新しい一歩を踏み出したARIA世代の起業家に話を聞くこの連載。今回は、産業用の特殊素材を使った個性的なバッグやアクセサリーのブランド「acrylic(アクリリック)」を立ち上げた坂雅子さん。デザイン事務所で仕事をした後、グラフィックデザイナーとして活躍していた坂さんですが、「本当にやりたいことはこれじゃない」と悩み続け、40歳で「天職」に出会いました。自分の個性を信じてブランドを立ち上げるまでのストーリーを聞きました。
(上)40歳で起業 1人で育てたブランドが年商2億へ成長
(下)「夫は有名建築家」の重圧 ロンドンで見つけた自分の道 ←今回はココ
「私、これでいいんだ」と自分を認められた
―― 坂さんがブランドを立ち上げたのは40歳のときですね。大学卒業後にゼネコン勤務や建築設計事務所、デザイン事務所などを経て、独立してグラフィックデザイナーとして活動してきましたが、自分のブランドをつくりたいと思ったのはいつ頃ですか。
坂 それは本当に遅くて。37歳でロンドンに行って初めて思いついたんです。私は美大も出ていませんし、デザインの勉強をしたわけではない。だからそれまでは自分のブランドを持つなんて思いもしませんでした。
でもロンドンの街を歩いていると、自分がすごく個性的であることを自覚できたんです。個性的であっていいと思えた。それが自分を信じるっていうことと直結していました。日本では大学でも職場でも、周りのみんなと好きなものが違っていましたし、ずっと「居場所がない」って思っていたんです。
日本では人と違うことが良しとされなかったけど、英国の女性は何でも思ったことを言っていて、その中にいるとすごく居心地が良かった。個性丸出しで歩いているロンドンの人たちを見て、「私、これでいいんだ」って、完全に自分のスイッチが切り替わって、水を得た魚のように動き始めた。駄目でもいいから自分のやりたいことをやろう、と。

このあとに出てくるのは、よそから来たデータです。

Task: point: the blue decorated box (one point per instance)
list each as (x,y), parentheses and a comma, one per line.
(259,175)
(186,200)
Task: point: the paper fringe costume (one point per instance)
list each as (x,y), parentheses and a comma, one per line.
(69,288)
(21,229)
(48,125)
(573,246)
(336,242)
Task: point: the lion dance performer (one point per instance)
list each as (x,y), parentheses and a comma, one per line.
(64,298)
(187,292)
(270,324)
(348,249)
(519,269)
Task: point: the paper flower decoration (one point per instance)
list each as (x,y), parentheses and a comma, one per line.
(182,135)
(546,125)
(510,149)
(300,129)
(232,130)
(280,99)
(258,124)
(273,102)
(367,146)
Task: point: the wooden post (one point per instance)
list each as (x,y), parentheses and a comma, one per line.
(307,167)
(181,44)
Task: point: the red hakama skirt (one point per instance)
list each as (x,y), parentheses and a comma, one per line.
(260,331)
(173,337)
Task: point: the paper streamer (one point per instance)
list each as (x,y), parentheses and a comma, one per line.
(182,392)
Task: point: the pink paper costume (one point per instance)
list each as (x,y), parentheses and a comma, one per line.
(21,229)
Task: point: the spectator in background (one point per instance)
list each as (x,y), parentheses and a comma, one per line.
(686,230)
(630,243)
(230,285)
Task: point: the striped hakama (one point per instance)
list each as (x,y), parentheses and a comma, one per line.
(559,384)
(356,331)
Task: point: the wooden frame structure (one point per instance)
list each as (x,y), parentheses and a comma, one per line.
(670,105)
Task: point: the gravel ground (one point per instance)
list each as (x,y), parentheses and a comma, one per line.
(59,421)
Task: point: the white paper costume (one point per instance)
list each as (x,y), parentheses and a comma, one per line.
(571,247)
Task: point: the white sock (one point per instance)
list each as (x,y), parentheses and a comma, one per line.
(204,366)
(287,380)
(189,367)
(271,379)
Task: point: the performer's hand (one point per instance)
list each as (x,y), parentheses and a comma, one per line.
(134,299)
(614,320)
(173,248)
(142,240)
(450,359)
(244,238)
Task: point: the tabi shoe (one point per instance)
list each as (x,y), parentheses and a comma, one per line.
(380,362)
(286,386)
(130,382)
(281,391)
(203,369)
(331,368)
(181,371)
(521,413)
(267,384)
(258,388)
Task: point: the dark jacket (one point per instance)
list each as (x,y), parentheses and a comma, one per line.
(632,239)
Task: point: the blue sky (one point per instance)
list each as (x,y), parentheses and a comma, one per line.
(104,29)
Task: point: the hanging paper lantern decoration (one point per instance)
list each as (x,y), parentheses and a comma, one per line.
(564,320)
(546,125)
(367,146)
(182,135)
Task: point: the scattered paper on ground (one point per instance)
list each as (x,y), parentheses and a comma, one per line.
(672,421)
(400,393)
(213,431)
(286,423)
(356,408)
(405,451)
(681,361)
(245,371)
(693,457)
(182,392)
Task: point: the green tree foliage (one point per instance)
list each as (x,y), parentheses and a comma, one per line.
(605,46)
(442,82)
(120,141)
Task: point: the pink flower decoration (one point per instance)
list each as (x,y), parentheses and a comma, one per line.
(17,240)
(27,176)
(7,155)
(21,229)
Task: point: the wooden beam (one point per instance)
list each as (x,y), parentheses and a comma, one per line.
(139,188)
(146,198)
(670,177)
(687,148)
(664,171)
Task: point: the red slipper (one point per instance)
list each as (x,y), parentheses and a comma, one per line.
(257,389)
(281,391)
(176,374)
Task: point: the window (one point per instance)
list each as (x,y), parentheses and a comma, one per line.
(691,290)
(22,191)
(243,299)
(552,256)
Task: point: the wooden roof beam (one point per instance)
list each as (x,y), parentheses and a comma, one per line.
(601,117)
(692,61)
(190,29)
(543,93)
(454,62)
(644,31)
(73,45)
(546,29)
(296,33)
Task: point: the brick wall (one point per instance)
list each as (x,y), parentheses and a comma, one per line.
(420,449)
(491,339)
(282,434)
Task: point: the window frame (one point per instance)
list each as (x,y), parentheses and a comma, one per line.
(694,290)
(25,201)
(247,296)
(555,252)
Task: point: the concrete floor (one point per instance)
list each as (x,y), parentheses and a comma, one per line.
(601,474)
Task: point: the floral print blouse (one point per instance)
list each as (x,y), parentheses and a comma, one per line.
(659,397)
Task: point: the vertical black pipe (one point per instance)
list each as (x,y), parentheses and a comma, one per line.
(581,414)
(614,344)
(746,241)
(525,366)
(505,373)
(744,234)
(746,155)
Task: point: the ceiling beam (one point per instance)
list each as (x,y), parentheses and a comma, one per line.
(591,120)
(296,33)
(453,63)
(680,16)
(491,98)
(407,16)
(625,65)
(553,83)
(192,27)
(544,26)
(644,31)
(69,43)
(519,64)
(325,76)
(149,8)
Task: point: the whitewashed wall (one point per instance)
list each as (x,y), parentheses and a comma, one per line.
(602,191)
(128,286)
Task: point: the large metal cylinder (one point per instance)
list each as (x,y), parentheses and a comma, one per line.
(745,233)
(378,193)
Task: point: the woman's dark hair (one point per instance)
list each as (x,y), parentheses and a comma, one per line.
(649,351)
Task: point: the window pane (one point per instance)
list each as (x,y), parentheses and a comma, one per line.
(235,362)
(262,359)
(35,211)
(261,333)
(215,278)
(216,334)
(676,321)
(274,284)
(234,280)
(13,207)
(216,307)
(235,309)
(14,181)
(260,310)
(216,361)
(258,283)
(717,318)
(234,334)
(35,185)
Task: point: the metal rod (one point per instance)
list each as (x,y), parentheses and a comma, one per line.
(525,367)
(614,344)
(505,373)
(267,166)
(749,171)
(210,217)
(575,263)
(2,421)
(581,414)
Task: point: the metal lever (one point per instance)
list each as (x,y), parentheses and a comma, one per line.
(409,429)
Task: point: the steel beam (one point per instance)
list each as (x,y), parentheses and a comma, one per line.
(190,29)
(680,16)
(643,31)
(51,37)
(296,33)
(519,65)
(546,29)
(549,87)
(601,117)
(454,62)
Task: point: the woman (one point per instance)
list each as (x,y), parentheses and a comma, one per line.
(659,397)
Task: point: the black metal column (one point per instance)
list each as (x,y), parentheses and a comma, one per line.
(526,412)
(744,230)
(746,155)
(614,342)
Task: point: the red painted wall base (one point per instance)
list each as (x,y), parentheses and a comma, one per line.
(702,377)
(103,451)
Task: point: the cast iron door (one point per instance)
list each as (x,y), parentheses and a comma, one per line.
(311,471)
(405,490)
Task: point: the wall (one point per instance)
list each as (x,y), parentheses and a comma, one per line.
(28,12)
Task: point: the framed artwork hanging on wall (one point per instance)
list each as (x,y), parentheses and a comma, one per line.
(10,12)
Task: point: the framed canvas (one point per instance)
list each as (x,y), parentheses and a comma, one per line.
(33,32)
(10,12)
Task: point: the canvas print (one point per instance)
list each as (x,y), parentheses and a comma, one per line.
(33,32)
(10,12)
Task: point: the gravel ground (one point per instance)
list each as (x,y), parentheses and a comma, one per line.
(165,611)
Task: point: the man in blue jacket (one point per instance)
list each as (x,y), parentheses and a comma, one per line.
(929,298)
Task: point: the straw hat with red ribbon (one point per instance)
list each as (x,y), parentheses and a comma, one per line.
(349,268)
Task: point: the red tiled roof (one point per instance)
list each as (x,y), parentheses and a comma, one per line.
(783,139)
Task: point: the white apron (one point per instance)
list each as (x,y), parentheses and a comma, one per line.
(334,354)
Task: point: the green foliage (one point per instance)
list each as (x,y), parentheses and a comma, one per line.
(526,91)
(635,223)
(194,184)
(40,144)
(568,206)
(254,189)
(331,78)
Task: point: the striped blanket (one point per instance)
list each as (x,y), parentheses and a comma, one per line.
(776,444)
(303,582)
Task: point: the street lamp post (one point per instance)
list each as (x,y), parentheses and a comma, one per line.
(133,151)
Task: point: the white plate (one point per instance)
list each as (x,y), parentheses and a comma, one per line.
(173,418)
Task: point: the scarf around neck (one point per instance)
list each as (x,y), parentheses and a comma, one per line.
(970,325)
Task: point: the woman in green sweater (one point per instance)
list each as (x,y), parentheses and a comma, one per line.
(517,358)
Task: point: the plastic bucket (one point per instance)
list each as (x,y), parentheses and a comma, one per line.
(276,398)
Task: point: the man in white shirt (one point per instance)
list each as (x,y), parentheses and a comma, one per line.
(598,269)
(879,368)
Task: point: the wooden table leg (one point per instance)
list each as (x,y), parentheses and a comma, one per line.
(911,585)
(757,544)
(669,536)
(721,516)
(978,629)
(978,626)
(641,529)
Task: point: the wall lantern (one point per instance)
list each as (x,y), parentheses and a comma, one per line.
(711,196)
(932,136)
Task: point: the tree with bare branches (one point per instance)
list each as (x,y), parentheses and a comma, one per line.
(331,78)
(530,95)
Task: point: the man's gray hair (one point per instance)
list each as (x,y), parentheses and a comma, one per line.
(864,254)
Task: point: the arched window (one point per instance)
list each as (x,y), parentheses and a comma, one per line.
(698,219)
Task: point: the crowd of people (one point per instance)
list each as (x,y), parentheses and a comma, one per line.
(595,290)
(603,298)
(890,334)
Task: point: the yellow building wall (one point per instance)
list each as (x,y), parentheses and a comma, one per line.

―― それまでも独立してグラフィックデザイナーとして仕事もしていたと思いますが、どうしてロンドンに行ったのですか?
坂 グラフィックデザインを10年近くやっていて経験も積めたし、独立して海外のハイブランドから注文も受けて、収入も良かった。でも「私が本当にやりたいのはこれじゃない」と分かっていました。当時は、「このままでは本当に自分のものを持てない」と思い詰めていました。だから、もう離婚覚悟で。
グラフィックデザイナーはやっぱりクライアントのニーズに応える仕事です。知的な作業ですし、分析力が必要ですが、そこに満足はできなかった。直感人間の私には向いてなかったんでしょうね。
―― 夫の坂茂さんは建築家として世界的に活躍していますが、「内助の功」を求められるようなことはなかったのでしょうか。当時は時代背景的にも、そういうものを求められがちだったと思いますが。